Five men, one still on the run, ordered to serve minimum terms of 12 to 22 years for involvement in Liverpool attacks
A leader of an underworld gang who escaped from a prison van last summer on the way to his trial has been jailed for life.
Anthony Downes, 26, was arrested in the Netherlands last week after eight months on the run. Downes and an associate, Kirk Bradley, both fled from a van while on their way to Liverpool crown court in July 2011. Bradley, 26, is still wanted by Merseyside police.
On Friday at Woolwich crown court, Downes and Bradley were both sentenced to life in prison with a minimum term of 22 years after being convicted in their absence of conspiracy to possess firearms with intent to endanger life and conspiracy to cause damage with intent to endanger life.
Downes and Bradley were the ringleaders of a group responsible for a series of shootings and leaving a hand grenade on the front wall of the Liverpool football manager Kenny Dalglish's home, jurors heard during the trial.
Dalglish was not the gang's intended target, the court heard. Instead it is thought the device was aimed at a neighbour of Dalglish, John Ball, a businessman who was also the target of two shootings.
Three other men received life sentences after admitting possessing firearms and causing criminal damage with intent to endanger life. Gary Wilson, 27, from Southport, was sentenced to a minimum of 16 years, Craig Riley, 25, of Stockbridge Village, will serve a minimum of 14 years and Joseph Farrell, 23, of Knowsley, a minimum of 12 years.
Downes, of no fixed address, and Bradley, from Formby, Merseyside, described themselves as "blood brothers", the court was told during the trial. They ran a two-year campaign of terror against the people of Liverpool but avoided personal involvement with numerous shootings and bootings. Instead, they ordered other men to carry out their instructions.
Downes was serving a seven-year jail stretch for multiple attacks on cash machines, but he remained the "chief executive controlling and organising events from his prison cell," said Mr Justice Henriques.
He was arrested last week in Zeeland while checking into holiday accommodation. He was caught with a loaded revolver and two fake passports.
The judge said of Bradley, who was convicted of robbery aged 15: "[He] is plainly a very dangerous man. Any right-thinking member of the public would feel abhorrence and outrage at this merciless campaign which Bradley oversaw and co-managed."
Among their crimes, which took place between 2009 and 2010, the gang were responsible for kidnapping and shooting a man and abandoning him in a wood; for shooting another man in a pub; for a man being gunned down because he ejected gatecrashing troublemakers from a party, and for various grenade attacks.
Between June 2008 and March 2010 there were seven hand-grenade explosions in the UK, five of which happened in Merseyside. One device was launched into the home of a man targeted by the gang. The intended victim was asleep upstairs with his partner and two children during the attack. He later told police that the bomb "blew the place to bits".

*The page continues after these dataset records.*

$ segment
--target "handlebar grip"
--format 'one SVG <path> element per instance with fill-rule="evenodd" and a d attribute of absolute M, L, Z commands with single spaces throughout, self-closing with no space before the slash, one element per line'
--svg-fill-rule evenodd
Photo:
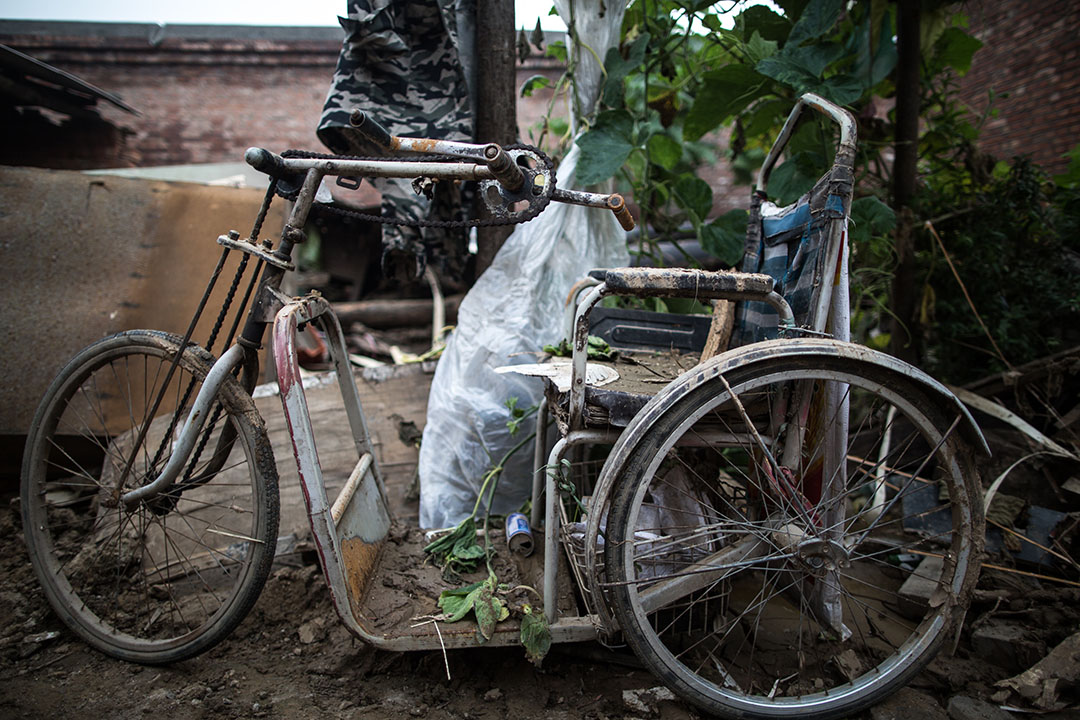
<path fill-rule="evenodd" d="M 615 213 L 615 219 L 622 225 L 622 229 L 626 232 L 630 232 L 634 229 L 634 216 L 630 214 L 630 208 L 626 206 L 626 201 L 623 200 L 623 196 L 615 193 L 608 197 L 607 200 L 608 209 Z"/>
<path fill-rule="evenodd" d="M 285 174 L 285 165 L 281 156 L 269 150 L 257 147 L 248 148 L 244 152 L 244 162 L 271 177 L 281 177 Z"/>
<path fill-rule="evenodd" d="M 390 132 L 363 110 L 352 111 L 352 115 L 349 116 L 349 125 L 380 150 L 389 152 L 394 149 L 394 139 Z"/>

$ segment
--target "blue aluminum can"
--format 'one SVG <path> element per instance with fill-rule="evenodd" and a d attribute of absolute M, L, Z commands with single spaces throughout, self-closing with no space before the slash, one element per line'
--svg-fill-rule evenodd
<path fill-rule="evenodd" d="M 529 519 L 521 513 L 510 513 L 506 516 L 506 544 L 510 546 L 510 552 L 525 557 L 532 555 L 532 530 L 529 529 Z"/>

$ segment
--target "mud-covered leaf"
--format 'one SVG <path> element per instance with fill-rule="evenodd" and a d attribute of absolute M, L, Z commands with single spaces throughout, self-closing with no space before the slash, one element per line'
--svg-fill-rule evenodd
<path fill-rule="evenodd" d="M 476 536 L 463 537 L 454 544 L 454 557 L 459 560 L 479 560 L 484 557 L 484 548 L 476 542 Z"/>
<path fill-rule="evenodd" d="M 544 613 L 537 612 L 528 605 L 524 611 L 521 618 L 521 644 L 525 647 L 529 662 L 539 666 L 551 650 L 551 628 L 548 627 Z"/>
<path fill-rule="evenodd" d="M 495 597 L 491 585 L 484 583 L 477 588 L 476 597 L 473 600 L 473 612 L 476 613 L 476 630 L 481 642 L 491 639 L 495 634 L 495 623 L 499 622 L 500 615 L 505 608 Z"/>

One of the other defendants, Riley, was a "highly significant" gang member who played a part in several attacks. Another, Farrell, admitted providing a firearm for the shooting of two men and providing another gun used to spray a house with bullets.
Making reference to the murder of the schoolboy Rhys Jones in 2007, who was caught in the crossfire of a Liverpool gang war, Mr Justice Henriques said: "Merseyside has learned the hard way when it comes to stray bullets."
Downes will be flown back from the Netherlands to begin serving his time.